Village sarpanch Ranjit Singh (47) is proud that Tamkot achieved what no other village in the state could. That year, Tamkot panchayat had involved every household in making 621 job cards and paid Rs 32 lakh as wages at Rs 210 a day (now increased to Rs 218), with guarantee of minimum 100 days of work. “If each of the 13,080 panchayats in Punjab spent this amount, it will inject Rs 4,000 crore into our rural economy and change the face of our state,” said Ranjit Singh, a semi-literate man who can’t calculate but can read the benefit in the scheme.
“People holding 5 acres have worked with the landless labourers of our village, and even a farmer with 35 acre land has a job card in a sign of willingness to work.
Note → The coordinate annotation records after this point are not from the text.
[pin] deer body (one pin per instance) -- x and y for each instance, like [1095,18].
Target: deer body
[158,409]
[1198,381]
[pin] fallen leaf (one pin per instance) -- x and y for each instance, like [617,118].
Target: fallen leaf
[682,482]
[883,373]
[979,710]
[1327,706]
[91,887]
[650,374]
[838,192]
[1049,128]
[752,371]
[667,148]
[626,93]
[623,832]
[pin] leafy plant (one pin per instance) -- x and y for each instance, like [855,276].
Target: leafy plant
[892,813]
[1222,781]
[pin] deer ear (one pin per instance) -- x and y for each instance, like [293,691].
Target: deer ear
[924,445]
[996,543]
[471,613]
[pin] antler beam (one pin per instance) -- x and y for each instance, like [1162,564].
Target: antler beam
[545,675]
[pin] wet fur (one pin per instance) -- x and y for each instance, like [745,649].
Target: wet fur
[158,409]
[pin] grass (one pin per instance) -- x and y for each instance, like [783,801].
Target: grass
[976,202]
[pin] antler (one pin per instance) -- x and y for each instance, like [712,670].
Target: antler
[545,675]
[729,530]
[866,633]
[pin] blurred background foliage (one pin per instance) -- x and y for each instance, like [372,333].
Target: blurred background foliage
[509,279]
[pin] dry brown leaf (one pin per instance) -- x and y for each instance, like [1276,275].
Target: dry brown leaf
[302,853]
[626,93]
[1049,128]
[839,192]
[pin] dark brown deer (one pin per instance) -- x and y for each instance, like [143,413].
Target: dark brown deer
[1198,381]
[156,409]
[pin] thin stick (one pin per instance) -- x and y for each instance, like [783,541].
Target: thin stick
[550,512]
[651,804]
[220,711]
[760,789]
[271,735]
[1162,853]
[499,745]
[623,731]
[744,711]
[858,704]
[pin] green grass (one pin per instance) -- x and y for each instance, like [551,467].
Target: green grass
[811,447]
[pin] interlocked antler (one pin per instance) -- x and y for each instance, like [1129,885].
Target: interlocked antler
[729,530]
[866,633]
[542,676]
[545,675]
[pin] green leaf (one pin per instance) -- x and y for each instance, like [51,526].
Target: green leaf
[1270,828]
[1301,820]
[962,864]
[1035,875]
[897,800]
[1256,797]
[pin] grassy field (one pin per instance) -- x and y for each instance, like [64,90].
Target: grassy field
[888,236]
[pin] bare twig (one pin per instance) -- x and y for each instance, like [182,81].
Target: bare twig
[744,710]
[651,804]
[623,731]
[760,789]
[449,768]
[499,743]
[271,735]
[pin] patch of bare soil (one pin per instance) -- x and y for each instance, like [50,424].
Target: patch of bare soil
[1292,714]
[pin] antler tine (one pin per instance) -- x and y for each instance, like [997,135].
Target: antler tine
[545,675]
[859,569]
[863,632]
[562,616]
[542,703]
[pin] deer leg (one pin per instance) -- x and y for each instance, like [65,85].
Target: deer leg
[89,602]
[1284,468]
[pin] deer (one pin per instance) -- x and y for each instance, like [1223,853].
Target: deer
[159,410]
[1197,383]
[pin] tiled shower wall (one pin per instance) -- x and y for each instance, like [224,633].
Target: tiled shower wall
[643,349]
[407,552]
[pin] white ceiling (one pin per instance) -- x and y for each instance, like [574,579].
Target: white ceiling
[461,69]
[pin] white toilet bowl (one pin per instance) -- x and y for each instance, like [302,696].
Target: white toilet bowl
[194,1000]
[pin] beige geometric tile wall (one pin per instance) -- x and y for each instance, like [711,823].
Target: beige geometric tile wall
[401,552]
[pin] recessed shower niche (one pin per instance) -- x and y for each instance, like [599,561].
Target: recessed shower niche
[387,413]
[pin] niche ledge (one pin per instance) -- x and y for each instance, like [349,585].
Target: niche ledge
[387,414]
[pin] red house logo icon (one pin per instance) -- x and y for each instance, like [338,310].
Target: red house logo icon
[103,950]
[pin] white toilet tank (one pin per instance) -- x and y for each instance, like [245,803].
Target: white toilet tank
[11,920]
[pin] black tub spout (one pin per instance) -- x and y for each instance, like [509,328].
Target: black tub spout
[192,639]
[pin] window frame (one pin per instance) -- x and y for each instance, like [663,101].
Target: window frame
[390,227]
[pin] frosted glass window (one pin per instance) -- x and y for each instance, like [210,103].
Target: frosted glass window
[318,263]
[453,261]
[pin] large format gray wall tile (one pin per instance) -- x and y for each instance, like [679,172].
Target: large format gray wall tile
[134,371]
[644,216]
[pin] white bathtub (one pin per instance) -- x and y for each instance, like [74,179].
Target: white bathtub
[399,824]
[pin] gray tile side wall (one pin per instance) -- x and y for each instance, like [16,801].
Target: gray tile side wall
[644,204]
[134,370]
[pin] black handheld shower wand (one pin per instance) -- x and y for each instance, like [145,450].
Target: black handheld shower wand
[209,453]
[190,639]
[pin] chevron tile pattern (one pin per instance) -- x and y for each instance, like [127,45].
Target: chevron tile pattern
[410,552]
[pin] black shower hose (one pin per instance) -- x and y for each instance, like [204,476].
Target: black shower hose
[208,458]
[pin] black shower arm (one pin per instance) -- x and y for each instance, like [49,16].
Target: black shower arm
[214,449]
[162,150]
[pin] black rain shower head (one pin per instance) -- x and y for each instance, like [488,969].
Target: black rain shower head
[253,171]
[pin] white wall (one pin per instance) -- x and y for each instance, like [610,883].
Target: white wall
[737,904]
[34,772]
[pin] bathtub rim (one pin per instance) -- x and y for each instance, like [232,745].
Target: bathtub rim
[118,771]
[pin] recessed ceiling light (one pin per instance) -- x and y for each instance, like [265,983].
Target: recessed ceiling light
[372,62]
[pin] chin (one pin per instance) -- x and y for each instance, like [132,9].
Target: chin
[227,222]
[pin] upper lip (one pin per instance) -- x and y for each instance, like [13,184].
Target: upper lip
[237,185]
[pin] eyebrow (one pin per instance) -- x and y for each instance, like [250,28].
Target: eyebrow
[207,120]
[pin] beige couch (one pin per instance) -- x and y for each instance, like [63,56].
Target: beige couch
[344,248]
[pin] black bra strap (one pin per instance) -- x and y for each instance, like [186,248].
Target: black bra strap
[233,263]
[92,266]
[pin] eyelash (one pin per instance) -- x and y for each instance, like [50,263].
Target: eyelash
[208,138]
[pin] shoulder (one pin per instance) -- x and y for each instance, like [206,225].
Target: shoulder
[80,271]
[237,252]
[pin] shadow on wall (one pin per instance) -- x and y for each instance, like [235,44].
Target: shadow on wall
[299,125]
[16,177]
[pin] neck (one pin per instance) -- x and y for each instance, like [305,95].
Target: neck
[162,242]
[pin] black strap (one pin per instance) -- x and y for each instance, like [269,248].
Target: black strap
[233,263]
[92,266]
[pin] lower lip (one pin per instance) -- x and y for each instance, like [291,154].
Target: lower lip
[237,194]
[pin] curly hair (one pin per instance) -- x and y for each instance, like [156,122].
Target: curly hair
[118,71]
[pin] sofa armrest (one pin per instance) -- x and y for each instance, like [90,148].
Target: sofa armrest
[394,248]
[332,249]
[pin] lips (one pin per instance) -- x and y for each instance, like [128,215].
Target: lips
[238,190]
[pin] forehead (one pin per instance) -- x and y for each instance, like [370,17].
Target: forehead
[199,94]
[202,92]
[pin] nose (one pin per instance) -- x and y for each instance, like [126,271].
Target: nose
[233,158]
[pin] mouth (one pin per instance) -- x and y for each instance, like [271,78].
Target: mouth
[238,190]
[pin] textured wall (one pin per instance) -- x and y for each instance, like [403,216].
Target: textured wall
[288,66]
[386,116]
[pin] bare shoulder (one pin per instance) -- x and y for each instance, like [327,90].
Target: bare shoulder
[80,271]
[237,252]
We give priority to the needy, though,” said the sarpanch. “In Tamkot, welfare work is ‘sewa’ and everyone is paid equal honorarium,” said Ranjit Singh. Rashtriya Gaurav Gram Sabha award for the year 2015-16 has also come Tamkot’s way for best practises in village administration.
In the year it got the MNERGS award, the village combined to level a school park, prepare a cremation ground, did a pond, clean a passing canal, and relay phirni (area identified for expansion). A stadium project is next. The village spends 60% of the MNREGS grant on labour and 40% on material. Towards the material cost, the state government contributes 25%, or 10% of the total budget, but it is delayed usually, on account of Punjab’s poor fiscal health.
“We need intelligent people to work with us. Yardsticks for awards ought to be fixed, since many panchayats do a lot of good work that doesn’t fit into the scheme,” said Punjab rural development and panchayat minister Sikandar Singh Maluka. He adds that his department is keen to implement the MNERGS but unlike other states, Punjab doesn’t have big panchayats that have large incomes and function like regular offices.
What state can learn from Tamkot
In the year Tamkot was adjudged third best, 5,202 state villages remained untouched by the scheme. Of the budget approved for 90-lakh man hours, the state could spend for only 64-lakh man hours. The rest lapsed. “In the initial years after launch of the scheme in 2005 by the Congress-led Union government, Akali-BJP government in the state was not keen to implement it for political reasons, and the state lagged behind,” said Mansa block samiti member Kishan Singh, who works closely with Tamkot sarpanch Ranjit Singh.
In the year 2014-15, of the 7,300 works started in the state under the MNERGS, 3,165 remained incomplete. In the year 2015-16, out of 18,000 works initiated, only 6% could be finished. The state is yet to implement direct payment rule properly.
Central scheme can support farming
The 2013 central policy could benefit agriculture (horticulture especially, which requires big labour support) in a big way if workers are paid through the MNERGS. The Punjab government, however, has not cleared the project reports for different horticulture crops; so farmers can’t seek support.
The Punjab officials take the plea that MNERGS doesn’t suit the state, as the number of works that could be done within are fewer. Punjab can benefit by the development of canals and horticulture plantations under the scheme.